La pietà popolare o religiosità popolare, infatti, come già accennava Paolo VI nell’esortazione apostolica Evangelii Nuntiandi (Pauli VI Evangelii Nuntiandi, 48), è ricca di valori: “Essa manifesta una sete di Dio che solo i semplici e i poveri possono conoscere; rende capaci di generosità e di sacrificio fino all’eroismo, quando si tratta di manifestare la fede; comporta un senso acuto degli attributi profondi di Dio; la paternità, la provvidenza, la presenza amorosa e costante; genera atteggiamenti interiori raramente osservati altrove al medesimo grado: pazienza, senso della croce nella vita quotidiana, distacco, apertura agli altri, devozione”.

Non tutto certamente è della medesima elevata qualità in queste manifestazioni religiose.
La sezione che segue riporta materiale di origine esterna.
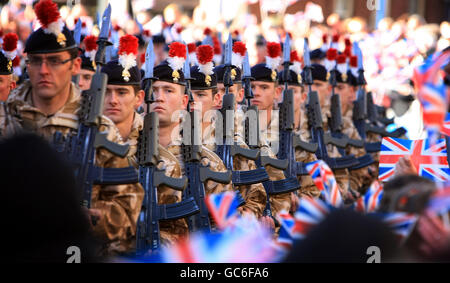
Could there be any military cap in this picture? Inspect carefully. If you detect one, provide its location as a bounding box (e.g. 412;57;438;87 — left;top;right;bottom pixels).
213;65;242;84
0;33;19;75
24;0;77;54
102;35;141;85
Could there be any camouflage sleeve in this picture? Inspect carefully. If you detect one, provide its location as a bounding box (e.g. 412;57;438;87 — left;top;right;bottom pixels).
261;146;292;215
295;150;320;200
233;145;267;218
201;146;233;195
158;146;189;246
88;118;144;253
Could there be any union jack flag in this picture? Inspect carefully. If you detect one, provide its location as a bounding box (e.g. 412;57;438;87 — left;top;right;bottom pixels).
277;211;295;249
205;191;239;229
427;183;450;214
383;212;419;244
379;137;450;182
441;113;450;136
292;197;333;239
306;160;343;207
419;83;447;129
413;52;450;131
355;181;383;213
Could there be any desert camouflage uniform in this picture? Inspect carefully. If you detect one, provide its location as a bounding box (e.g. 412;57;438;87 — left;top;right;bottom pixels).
203;111;267;218
300;105;350;199
121;112;189;246
260;111;293;216
0;81;144;255
343;109;381;187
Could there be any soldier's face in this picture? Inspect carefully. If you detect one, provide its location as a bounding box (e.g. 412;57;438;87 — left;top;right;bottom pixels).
150;81;189;127
251;81;281;110
336;83;356;114
288;85;303;112
103;85;144;124
27;51;81;100
78;69;95;90
0;75;16;101
311;80;331;107
192;89;217;119
214;83;244;109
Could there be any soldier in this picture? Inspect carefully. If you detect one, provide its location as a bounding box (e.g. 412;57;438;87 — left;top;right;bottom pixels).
150;42;232;229
251;42;296;219
336;62;378;191
0;33;19;102
191;45;266;218
0;0;144;254
78;35;98;91
278;51;320;200
102;35;191;248
300;64;353;200
0;33;18;136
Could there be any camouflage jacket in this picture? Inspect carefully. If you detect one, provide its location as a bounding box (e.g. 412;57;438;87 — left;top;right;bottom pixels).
124;112;189;246
0;81;144;255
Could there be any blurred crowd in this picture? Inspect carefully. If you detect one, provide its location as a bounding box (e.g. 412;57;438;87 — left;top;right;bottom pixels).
0;0;450;262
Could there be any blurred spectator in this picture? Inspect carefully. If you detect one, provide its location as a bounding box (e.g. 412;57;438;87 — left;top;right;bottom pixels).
0;134;102;262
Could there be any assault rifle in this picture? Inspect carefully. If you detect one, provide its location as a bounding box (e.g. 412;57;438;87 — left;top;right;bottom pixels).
181;48;231;231
216;35;269;186
136;38;199;256
54;5;139;208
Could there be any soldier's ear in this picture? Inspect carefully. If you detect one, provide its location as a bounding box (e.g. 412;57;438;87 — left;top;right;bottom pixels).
275;85;283;102
236;87;245;102
134;90;145;109
72;57;81;76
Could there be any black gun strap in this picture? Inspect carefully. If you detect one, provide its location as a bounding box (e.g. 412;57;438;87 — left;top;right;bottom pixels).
348;154;375;171
90;166;139;185
159;197;200;220
232;167;269;186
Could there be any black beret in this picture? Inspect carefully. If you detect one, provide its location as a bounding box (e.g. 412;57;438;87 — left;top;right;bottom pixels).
152;34;166;44
251;63;278;83
336;70;357;86
311;64;328;82
0;52;13;75
191;66;217;90
23;26;78;54
102;60;141;85
309;49;327;60
80;51;95;72
213;64;242;84
153;61;186;85
278;70;302;86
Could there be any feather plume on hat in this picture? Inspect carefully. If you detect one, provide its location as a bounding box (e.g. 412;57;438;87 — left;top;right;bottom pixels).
119;35;139;82
34;0;67;47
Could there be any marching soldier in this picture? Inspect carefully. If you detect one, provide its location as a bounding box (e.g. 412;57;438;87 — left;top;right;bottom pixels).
251;43;296;215
78;35;98;91
191;45;266;218
278;51;320;200
300;64;353;200
0;33;18;136
0;0;144;255
102;35;192;248
150;42;233;229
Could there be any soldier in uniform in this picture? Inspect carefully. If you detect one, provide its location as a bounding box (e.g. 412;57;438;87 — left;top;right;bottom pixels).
336;66;378;194
0;33;18;102
102;35;192;246
278;65;320;200
0;33;18;136
78;35;98;90
0;0;144;255
150;42;233;229
251;43;297;215
300;64;354;200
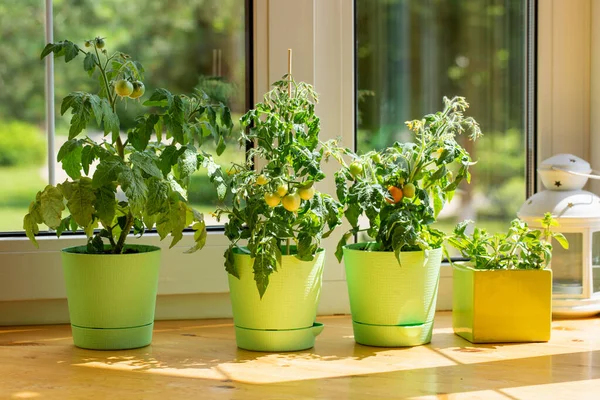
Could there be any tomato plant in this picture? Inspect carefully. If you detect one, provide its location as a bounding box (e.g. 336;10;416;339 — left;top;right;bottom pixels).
448;213;569;269
23;38;233;254
217;75;342;297
327;97;481;261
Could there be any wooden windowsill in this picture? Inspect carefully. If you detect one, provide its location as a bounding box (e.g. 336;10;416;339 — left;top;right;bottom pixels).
0;312;600;400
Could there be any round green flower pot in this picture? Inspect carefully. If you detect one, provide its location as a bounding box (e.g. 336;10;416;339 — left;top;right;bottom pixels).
344;243;442;347
229;245;325;351
62;245;160;350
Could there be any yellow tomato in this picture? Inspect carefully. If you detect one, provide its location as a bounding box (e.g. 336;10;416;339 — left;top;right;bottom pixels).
281;193;302;212
402;183;416;199
385;186;403;204
298;186;315;200
265;193;281;207
277;183;287;197
256;174;269;185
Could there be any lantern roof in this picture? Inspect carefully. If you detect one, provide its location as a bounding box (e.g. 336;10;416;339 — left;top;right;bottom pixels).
517;190;600;219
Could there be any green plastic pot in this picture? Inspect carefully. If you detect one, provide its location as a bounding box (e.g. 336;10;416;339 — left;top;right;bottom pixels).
62;245;160;350
344;243;442;347
229;245;325;351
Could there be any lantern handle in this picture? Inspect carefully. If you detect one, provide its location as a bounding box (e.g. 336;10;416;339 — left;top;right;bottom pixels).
551;166;600;179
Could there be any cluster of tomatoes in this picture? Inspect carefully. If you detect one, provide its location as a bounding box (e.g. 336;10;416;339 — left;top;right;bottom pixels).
385;183;416;204
256;174;315;212
85;37;146;99
348;159;417;204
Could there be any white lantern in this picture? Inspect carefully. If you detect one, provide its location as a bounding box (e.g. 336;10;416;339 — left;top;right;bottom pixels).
517;154;600;317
Poiché sono umane, le loro motivazioni possono essere mescolate a sentimenti di impotenza davanti agli avvenimenti della vita, a un semplice desiderio di sicurezza più che a uno slancio di confidenza nella Provvidenza o di gratitudine e di adorazione. Esse inoltre si esprimono in segni, gesti e formule, che talvolta prendono un’importanza eccessiva, fino alla ricerca dello spettacolare. Tuttavia nella loro sostanza sono manifestazioni che esprimono il fondo dell’uomo, e il riconoscimento di una dipendenza fondamentale dello stesso uomo come creatura nei riguardi del suo Creatore.
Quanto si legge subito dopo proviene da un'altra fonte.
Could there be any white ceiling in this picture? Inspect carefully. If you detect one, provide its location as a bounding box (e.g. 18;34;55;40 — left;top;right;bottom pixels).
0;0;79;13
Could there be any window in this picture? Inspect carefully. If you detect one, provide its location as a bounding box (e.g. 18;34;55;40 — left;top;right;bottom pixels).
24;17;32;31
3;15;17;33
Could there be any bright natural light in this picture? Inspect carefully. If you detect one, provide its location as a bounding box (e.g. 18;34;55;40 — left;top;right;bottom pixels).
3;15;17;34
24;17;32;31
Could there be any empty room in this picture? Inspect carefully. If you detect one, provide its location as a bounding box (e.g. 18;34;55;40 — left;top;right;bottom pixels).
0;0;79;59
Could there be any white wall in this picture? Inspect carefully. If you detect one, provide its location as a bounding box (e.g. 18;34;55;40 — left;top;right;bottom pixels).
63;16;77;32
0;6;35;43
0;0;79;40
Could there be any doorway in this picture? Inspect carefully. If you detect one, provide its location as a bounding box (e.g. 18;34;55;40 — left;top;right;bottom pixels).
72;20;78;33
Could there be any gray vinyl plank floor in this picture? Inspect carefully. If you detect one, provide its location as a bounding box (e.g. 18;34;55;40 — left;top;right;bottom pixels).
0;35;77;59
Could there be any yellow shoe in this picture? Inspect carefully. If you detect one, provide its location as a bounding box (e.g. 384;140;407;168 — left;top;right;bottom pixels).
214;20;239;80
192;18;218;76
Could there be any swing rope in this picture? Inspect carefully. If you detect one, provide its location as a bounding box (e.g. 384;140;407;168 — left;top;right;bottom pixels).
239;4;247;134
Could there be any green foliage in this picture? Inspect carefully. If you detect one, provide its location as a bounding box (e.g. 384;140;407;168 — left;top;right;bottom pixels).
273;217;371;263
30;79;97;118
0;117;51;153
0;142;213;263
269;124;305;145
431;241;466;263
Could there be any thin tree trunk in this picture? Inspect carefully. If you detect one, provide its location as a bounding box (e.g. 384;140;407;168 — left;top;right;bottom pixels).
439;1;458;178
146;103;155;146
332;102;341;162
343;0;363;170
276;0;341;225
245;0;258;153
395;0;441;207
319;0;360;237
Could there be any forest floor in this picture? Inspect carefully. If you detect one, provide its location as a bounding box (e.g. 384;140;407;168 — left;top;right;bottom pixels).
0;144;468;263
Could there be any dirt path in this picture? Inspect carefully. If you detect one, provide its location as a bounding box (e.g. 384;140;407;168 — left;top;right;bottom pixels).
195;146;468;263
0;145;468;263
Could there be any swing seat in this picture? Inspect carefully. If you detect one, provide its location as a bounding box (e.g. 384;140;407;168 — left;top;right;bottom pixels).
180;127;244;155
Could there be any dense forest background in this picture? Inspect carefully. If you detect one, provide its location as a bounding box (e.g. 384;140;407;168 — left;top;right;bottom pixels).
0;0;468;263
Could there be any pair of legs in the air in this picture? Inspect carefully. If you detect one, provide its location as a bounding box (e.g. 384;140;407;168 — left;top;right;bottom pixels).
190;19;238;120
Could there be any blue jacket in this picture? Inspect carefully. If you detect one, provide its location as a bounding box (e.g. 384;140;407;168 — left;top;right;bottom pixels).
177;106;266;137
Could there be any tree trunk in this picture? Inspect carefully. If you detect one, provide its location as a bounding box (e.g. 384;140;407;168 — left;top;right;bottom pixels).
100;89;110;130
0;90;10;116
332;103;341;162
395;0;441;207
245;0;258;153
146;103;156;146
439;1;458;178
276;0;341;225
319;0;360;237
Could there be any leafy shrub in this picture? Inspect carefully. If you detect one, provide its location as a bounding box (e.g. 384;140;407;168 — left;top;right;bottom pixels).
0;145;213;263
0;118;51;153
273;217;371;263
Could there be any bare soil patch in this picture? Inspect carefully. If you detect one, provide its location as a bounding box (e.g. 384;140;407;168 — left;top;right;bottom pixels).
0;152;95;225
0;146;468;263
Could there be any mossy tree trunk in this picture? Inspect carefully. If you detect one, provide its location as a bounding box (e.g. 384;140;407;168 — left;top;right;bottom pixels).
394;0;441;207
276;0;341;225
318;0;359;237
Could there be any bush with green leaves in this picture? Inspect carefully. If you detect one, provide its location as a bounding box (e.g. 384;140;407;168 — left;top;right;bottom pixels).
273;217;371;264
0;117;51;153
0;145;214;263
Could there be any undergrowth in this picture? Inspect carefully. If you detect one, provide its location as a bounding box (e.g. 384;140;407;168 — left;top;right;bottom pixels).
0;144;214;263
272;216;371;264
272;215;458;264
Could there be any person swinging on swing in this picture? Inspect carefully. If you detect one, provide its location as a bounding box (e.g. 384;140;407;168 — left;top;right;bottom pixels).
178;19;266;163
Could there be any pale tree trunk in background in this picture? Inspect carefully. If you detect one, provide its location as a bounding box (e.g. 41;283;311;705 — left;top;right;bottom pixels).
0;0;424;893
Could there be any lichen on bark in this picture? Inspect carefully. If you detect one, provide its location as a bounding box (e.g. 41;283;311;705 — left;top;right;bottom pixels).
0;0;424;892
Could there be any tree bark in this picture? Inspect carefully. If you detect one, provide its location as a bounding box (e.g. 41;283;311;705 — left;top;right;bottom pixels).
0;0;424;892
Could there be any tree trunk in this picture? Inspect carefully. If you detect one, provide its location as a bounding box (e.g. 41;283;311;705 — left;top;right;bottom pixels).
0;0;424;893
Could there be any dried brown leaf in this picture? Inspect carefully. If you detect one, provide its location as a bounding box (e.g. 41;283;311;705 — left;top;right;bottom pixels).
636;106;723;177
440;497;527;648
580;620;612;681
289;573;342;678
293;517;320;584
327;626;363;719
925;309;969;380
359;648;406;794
4. Il fatto che la religiosità popolare sia nello stesso tempo una ricchezza e un rischio, deve stimolare la vigilanza dei Pastori della Chiesa, i quali dovranno tuttavia svolgere la loro azione di orientamento con una grande misura di pazienza, perché, come già sant’Agostino avvertiva al suo tempo dinanzi ad alcune forme nel culto dei santi, “Altro è quello che noi insegniamo, altro quello che noi siamo costretti a tollerare” (Contra Faustum, 20, 21: CSEL 25, 263). Ciò che conta, venerati fratelli, è prendere coscienza della permanenza del bisogno religioso nell’uomo, attraverso la diversità delle sue espressioni, per sforzarsi continuamente di purificarlo e di elevarlo nella evangelizzazione.
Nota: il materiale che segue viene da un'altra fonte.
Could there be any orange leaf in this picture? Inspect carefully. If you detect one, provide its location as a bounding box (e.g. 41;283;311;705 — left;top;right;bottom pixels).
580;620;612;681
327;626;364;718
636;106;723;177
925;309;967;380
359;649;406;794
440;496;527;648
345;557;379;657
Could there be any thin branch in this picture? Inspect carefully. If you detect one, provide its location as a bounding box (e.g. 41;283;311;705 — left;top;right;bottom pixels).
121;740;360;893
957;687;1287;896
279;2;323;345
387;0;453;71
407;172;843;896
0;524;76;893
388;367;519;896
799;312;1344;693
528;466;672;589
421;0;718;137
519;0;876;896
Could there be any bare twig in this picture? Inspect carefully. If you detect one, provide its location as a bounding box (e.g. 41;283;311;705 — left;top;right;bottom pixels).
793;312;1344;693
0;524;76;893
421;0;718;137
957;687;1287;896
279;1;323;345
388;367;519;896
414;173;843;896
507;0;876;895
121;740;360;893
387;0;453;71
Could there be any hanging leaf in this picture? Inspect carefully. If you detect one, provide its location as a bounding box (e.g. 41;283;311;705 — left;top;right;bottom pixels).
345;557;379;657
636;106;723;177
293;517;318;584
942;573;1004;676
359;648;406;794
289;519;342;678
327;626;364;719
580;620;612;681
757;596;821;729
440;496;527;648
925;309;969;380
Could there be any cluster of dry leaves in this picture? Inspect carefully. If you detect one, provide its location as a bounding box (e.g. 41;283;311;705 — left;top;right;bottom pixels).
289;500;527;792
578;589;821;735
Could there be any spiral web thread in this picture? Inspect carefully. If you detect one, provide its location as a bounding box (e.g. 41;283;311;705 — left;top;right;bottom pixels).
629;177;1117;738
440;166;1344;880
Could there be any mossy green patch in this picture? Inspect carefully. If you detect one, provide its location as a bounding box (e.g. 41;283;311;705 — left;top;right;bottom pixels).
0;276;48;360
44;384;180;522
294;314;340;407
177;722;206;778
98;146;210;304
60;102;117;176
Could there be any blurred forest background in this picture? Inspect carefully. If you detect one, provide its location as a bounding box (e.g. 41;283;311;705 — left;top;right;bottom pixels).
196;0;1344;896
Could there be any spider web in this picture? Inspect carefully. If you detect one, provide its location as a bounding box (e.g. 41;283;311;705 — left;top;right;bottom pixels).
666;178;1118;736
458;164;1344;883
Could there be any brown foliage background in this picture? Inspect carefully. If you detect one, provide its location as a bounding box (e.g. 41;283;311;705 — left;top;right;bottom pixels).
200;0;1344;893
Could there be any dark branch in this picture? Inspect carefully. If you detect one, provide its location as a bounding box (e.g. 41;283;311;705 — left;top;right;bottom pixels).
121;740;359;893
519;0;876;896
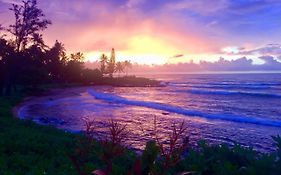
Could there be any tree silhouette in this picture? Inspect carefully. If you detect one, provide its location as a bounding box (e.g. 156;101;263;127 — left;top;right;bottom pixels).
8;0;51;52
65;52;84;83
45;41;67;81
107;48;115;78
100;54;108;74
124;60;133;76
115;61;124;74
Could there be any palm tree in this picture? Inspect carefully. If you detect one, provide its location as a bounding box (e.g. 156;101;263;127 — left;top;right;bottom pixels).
115;61;124;76
100;54;108;74
124;60;133;76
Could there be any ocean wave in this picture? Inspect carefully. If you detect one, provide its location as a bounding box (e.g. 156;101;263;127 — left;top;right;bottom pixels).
88;89;281;127
169;83;281;90
183;89;281;98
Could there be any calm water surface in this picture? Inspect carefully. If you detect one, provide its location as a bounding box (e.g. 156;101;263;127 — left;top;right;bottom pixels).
19;74;281;152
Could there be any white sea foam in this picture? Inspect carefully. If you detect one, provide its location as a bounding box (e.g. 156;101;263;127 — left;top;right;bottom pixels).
88;89;281;127
184;89;281;98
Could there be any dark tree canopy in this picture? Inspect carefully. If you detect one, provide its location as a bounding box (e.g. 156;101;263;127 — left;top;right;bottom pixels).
8;0;51;52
Questa metodologia è sempre stata seguita dalla Chiesa in tutti i secoli, sia per i problemi della inculturazione, che per i problemi della religiosità popolare e delle devozioni popolari. Così ha fatto la Chiesa quando dovette accogliere una folla di nuovi convertiti dopo l’editto costantiniano; così avvenne nel caso dei popoli barbari dell’Europa; così avvenne ancora con i popoli del nuovo mondo a cui occorreva annunziare l’Evangelo; così avviene anche oggi, nel necessario adattamento all’indole e alle tradizioni dei vari popoli (cf. Sacrosanctum Concilium, 37-40). Non bisogna mai dimenticare la consegna che papa Gregorio Magno dava all’apostolo dell’Inghilterra, sant’Agostino di Canterbury: non si dovevano distruggere, ma si dovevano purificare e consacrare a Dio i templi pagani, come anche i costumi religiosi con cui i popoli erano abituati a festeggiare le ricorrenze religiose della vita. (Jaffè, Regesta Pontificum, n. 1848, epist. diei 10 iul. 601)

5. In un paese di antiche tradizioni cristiane come l’Italia, le manifestazioni religiose popolari hanno un carattere cristiano che non si può negare. Molti costumi di questo Paese sono nati dalle feste della Chiesa e sono ancora legati ad esse. Bisogna avvertire le origini, e nel caso che essi tendessero ad allontanarsene, bisogna impegnarsi nello sforzo di riportarli alle loro origini antiche.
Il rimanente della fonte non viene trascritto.